Il est urgent de réfléchir sur ce sujet et de redonner un sens aux relais. Quand j'ai travaillé sur des contrats régionaux, par exemple, comme la loi nous obligeait à nous appuyer sur les associations du secteur, j'ai constaté que, souvent, on n'écoute pas l'association des commerçants alors qu'elle est la plus puissante, mais aussi la plus exigeante et qu'elle a à sa tête une personne qui connaît bien la ville, et que l'on préfère prendre en compte une association que l'on a fabriquée pour que le dossier puisse « passer » aux yeux de la loi. Ce sont des pratiques courantes.

A un moment donné, il faut prendre le risque de donner du sens, il ne faut pas avoir peur de ce travail que font les citoyens quand ils s'organisent ou s'investissent dans le quartier.

Tout cela est lié à la situation des quartiers et à la manière dont ils changent.

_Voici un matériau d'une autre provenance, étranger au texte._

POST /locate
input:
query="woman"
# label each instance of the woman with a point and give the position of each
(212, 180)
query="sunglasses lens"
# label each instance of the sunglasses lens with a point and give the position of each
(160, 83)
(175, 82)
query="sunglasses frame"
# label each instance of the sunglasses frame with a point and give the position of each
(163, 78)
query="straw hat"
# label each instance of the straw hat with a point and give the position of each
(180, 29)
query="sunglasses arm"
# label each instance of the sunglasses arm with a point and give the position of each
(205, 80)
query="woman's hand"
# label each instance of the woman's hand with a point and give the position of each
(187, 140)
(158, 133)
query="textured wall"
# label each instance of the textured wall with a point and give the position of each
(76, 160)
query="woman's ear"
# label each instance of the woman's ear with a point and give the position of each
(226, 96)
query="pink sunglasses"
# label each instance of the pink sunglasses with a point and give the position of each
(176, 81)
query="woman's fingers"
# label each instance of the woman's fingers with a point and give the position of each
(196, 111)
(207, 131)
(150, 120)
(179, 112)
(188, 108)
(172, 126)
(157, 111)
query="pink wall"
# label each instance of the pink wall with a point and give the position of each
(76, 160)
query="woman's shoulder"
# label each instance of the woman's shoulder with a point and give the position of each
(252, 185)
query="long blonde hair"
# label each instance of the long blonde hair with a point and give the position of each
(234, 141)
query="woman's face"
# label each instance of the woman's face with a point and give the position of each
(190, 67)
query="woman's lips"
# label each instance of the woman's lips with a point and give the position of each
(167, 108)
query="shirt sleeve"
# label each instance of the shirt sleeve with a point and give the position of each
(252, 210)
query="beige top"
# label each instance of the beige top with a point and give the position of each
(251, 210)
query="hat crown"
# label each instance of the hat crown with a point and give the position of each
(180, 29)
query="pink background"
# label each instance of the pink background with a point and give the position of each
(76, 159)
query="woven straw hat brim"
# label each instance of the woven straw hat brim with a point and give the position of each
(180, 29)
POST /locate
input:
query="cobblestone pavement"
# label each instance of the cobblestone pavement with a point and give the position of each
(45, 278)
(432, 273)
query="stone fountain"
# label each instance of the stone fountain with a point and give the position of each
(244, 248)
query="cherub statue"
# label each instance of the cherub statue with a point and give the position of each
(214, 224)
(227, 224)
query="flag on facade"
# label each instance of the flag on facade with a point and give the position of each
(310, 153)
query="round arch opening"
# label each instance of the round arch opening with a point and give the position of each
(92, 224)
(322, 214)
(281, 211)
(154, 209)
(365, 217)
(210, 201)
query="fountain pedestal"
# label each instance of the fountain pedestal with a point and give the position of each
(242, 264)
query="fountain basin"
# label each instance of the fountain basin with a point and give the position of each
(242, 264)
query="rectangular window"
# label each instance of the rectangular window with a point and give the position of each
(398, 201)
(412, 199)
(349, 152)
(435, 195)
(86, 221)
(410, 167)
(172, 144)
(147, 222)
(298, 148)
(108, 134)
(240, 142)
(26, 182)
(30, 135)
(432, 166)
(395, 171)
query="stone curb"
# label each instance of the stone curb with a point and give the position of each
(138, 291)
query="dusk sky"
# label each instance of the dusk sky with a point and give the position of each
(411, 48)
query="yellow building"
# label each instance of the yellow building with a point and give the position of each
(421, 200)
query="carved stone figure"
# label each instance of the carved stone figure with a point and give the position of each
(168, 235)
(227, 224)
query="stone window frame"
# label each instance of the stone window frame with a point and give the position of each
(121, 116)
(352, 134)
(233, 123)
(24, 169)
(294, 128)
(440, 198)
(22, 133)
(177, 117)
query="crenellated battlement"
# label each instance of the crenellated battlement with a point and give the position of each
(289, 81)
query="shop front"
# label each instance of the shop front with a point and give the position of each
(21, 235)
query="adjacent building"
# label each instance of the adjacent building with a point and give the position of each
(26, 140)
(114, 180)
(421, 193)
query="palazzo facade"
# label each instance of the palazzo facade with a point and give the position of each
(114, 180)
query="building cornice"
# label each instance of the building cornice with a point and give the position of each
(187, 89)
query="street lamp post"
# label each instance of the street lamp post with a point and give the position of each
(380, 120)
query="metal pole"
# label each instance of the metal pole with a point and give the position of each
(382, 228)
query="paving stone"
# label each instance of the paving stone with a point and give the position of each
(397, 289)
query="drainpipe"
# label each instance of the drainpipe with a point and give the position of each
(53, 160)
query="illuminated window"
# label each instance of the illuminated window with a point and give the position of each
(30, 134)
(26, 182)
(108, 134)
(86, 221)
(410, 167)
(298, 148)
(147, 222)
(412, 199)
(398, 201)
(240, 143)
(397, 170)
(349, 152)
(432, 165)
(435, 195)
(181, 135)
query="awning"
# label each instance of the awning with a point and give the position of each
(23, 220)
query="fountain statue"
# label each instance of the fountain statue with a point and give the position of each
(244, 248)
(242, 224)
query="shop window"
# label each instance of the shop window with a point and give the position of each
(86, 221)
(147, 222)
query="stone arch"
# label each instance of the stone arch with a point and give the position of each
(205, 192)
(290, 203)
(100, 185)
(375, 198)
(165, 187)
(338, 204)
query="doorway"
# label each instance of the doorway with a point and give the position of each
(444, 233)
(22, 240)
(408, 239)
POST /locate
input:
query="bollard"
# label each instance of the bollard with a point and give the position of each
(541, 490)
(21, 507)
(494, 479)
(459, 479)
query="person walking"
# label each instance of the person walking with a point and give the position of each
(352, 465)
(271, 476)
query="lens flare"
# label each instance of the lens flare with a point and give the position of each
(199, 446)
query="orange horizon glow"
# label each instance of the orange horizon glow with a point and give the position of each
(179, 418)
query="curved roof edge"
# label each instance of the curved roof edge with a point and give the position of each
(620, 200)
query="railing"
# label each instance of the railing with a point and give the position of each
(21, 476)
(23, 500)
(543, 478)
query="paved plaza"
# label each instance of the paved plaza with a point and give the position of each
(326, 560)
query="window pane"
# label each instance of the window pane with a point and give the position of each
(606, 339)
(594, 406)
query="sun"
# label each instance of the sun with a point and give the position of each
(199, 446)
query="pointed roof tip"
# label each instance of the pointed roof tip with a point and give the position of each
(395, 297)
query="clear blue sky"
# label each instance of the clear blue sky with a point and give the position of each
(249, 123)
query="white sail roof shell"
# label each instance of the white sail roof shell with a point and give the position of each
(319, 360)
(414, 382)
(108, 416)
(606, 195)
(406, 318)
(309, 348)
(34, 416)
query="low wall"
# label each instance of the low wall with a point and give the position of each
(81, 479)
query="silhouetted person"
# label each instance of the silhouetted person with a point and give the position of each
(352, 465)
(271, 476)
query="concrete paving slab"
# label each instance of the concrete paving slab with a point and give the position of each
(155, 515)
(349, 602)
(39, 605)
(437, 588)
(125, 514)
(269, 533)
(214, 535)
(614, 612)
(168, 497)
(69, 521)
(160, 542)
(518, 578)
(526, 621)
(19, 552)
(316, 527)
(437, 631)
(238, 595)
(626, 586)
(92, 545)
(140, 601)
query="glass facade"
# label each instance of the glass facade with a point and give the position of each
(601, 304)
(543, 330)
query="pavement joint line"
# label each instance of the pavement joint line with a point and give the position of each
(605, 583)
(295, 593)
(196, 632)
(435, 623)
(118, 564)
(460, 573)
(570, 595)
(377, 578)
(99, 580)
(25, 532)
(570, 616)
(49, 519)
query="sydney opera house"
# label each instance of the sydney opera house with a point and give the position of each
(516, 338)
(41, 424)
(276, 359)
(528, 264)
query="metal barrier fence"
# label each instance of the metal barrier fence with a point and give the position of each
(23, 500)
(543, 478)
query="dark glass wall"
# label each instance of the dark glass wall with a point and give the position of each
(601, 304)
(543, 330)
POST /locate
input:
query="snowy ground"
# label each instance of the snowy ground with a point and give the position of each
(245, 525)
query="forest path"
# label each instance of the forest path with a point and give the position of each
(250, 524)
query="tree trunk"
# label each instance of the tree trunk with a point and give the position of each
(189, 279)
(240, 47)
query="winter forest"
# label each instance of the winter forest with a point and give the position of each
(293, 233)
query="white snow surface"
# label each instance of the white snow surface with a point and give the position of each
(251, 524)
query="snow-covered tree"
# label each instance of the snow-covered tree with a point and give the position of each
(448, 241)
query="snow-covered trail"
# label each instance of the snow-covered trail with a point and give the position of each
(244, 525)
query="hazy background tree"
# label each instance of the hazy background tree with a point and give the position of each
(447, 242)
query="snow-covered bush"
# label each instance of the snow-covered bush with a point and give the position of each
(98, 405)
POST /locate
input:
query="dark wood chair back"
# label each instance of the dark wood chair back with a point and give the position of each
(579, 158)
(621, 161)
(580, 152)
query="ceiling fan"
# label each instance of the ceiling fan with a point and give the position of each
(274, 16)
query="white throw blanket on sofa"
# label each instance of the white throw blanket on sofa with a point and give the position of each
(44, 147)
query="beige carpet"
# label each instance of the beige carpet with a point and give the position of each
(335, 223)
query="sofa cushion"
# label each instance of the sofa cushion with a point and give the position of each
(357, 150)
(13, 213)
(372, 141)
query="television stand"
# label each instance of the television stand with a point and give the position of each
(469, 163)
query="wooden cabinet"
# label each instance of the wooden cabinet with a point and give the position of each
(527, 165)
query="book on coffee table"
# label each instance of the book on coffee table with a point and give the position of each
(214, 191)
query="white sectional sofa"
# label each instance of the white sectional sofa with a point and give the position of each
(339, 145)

En France, tout le monde est désormais d'accord  et je me réjouis de ce consensus  pour prendre en considération la diversité de la représentativité politique. C'est très important, c'est tout à fait nouveau et c'est à mon avis une victoire.

Pour autant, même si nous avons pris beaucoup de retard dans ce domaine, la précipitation pourrait nous coûter très cher. Au lieu de nommer des gens, il faudrait créer les conditions de l'exercice de la citoyenneté dans les quartiers. Il vaut bien mieux nommer un jeune qui habite un quartier et qui s'investit dans une association de locataires plutôt que quelqu'un qui passe à la télévision. Il faut offrir des possibilités à ces personnes et il importe de ne pas susciter des frustrations. Certaines femmes qui habitent des quartiers, des communes et même parfois des villages reculés et qui appartiennent au secteur associatif font parfois un travail très important qui n'est pas pris en considération.

Ce sont des éléments que nous devons prendre en compte pour poursuivre la voie ouverte par ce consensus et cette volonté, exprimée maintenant par tous les élus, de respecter la diversité ou, en tout cas, de prendre en considération la réalité sociale dans toutes les dimensions de notre pays.

M. José BALARELLO .- J'ai été président d'un office d'HLM de 25 000 logements dans les Alpes-Maritimes, à Nice, et je connais donc les problèmes des grands ensembles. Je partage entièrement votre point de vue à tous les deux. Vous avez parlé par exemple du service militaire ; pour ma part, j'étais partisan de le réduire peut-être à six mois mais de le maintenir parce que c'était un élément de cohésion. Cela avait le mérite d'inciter des jeunes parfois déboussolés à marcher ensemble et à respecter le drapeau et c'était très important.

Vous avez parlé de la peur. Pour être dans une zone frontalière, en l'occurrence avec l'Italie, j'ai constaté que le fait que les médias des autres pays montrent les voitures en flammes dans les banlieues a eu pour conséquence que, dans notre zone touristique, beaucoup de touristes ne sont plus venus pendant quelque temps parce que les médias, notamment les chaînes de télévision, disaient qu'en France, c'était la guerre civile et la révolution.

Vous avez parlé du tissu associatif et je partage entièrement votre point de vue, mais je pense que, parfois, dans ce pays, malheureusement, on se complique la vie et que l'on complique les situations, comme vous l'avez d'ailleurs dit.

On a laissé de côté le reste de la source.